Supposing you want to run a program that I write, and I'm going to write it in exactly one language because it's just me and not a corporation with thousands of employees, and I'm not so in love with the Mac that I will write it to run only there.

Then what do you recommend I do in the face of "de-emphasized" Java?

Comment Re:Hypocritical cross-platform support story (Score 1) 944

First: It was Sun that decided (up until recently) that they wouldn't open-source Java.

Completely irrelevant. Sun seemed happy to support various platforms and to work with large vendors including Apple. But Apple...

Second, Apple wanted to make sure that the crappy Swing interfaces in most Java apps at least looked somewhat native.

...didn't want to leave it to Sun, from everything I've read, and took it over themselves. And then decided to support it unenthusiastically and slowly instead of competently. I don't blame them for wanting interfaces to look nice--I blame them for saying they wanted control and then doing a slothful job. If you're not going to do things in a timely fashion, don't take them over!

And finally, when Apple takes away the ability to cross-compile most Linux/UNIX packages, usually with just a few modifications, then you can whine about cross-platform compatibility.

Why do I have to wait for that exact thing to happen in order to complain? I'm complaining because Apple's desire for control or purity or the perfect user experience or whatever it is has caused problems already.

I already can't easily write programs that run on all platforms with exactly zero changes (which I usually can with Java, at least during those periods when Apple's Java support is not too archaic), so the relative compatibility of Linux/UNIX packages isn't particularly relevant.

Comment Hypocritical cross-platform support story (Score 3, Informative) 944

As someone who routinely writes in Java (or JVM-targeting languages) because it will run anywhere, it is hard to read Jobs' criticism that Adobe has been too slow with Flash support for OS X with a straight face.

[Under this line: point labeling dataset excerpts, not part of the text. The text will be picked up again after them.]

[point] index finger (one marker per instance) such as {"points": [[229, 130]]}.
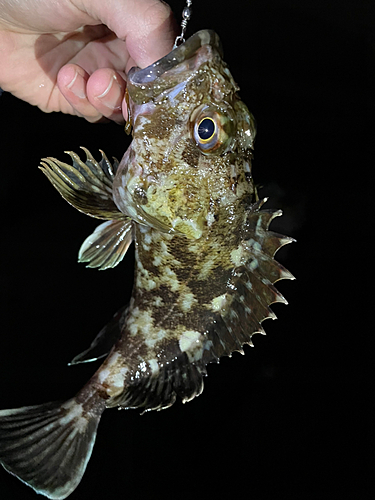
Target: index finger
{"points": [[147, 26]]}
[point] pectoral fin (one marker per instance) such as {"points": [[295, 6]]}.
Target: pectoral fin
{"points": [[85, 185], [107, 245]]}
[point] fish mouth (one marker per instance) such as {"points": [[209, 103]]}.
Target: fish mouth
{"points": [[145, 84]]}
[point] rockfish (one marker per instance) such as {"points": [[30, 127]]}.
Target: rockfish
{"points": [[204, 266]]}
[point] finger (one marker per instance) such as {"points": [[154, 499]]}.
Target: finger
{"points": [[105, 92], [72, 82]]}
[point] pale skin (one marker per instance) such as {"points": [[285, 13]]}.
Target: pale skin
{"points": [[72, 55]]}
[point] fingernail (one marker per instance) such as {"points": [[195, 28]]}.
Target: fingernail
{"points": [[112, 95], [78, 86]]}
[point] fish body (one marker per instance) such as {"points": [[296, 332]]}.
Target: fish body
{"points": [[204, 266]]}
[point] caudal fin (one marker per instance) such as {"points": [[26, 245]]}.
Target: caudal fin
{"points": [[48, 446]]}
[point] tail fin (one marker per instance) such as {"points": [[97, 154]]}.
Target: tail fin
{"points": [[48, 446]]}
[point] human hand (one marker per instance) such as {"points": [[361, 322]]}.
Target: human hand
{"points": [[72, 55]]}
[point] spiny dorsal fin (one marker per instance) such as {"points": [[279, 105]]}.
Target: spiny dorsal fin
{"points": [[251, 292], [85, 185]]}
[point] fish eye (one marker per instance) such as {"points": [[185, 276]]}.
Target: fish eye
{"points": [[206, 129], [213, 129]]}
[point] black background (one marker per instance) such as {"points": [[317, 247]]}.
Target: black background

Apple's track record with Java--from having 1.6 appear years late, to dropping 32 bit support, to insisting on packaging it themselves--seems to strongly indicate that they have to be dragged kicking and screaming to cross-platform compatibility.

Notice that Apple's only making a fuss now that Adobe is stepping up its support. That'll teach anyone to try to make their cross-platform tools work better with Apple's products, won't it!

Comment Re:anyone noticed the snide arrogance? (Score 1) 373

Maybe you haven't seen as much abysmally slow code as I have that was created because the coder wasn't thinking about divide-and-conquer strategies. From what I've seen, I wouldn't be too dismissive of a "explain quicksort"-style question. It's a very simple algorithm conceptually (though getting the implementation details exactly right and avoiding worst cases and such is less easy). I wouldn't ask that for *every* programming job, just the ones that involve processing of data of non-negligible size in a fashion that is not entirely handled by high-level calls to some library.

I would, however, accept "it's in reference X" (as long as they were correct that it was there) unless X==Wikipedia (it _is_ in Wikipedia, but this provides no assurance of past experience, whereas picking out a section of a book on algorithms suggests that they've had exposure to a decent number of algorithms and would have some idea of when to go looking for details).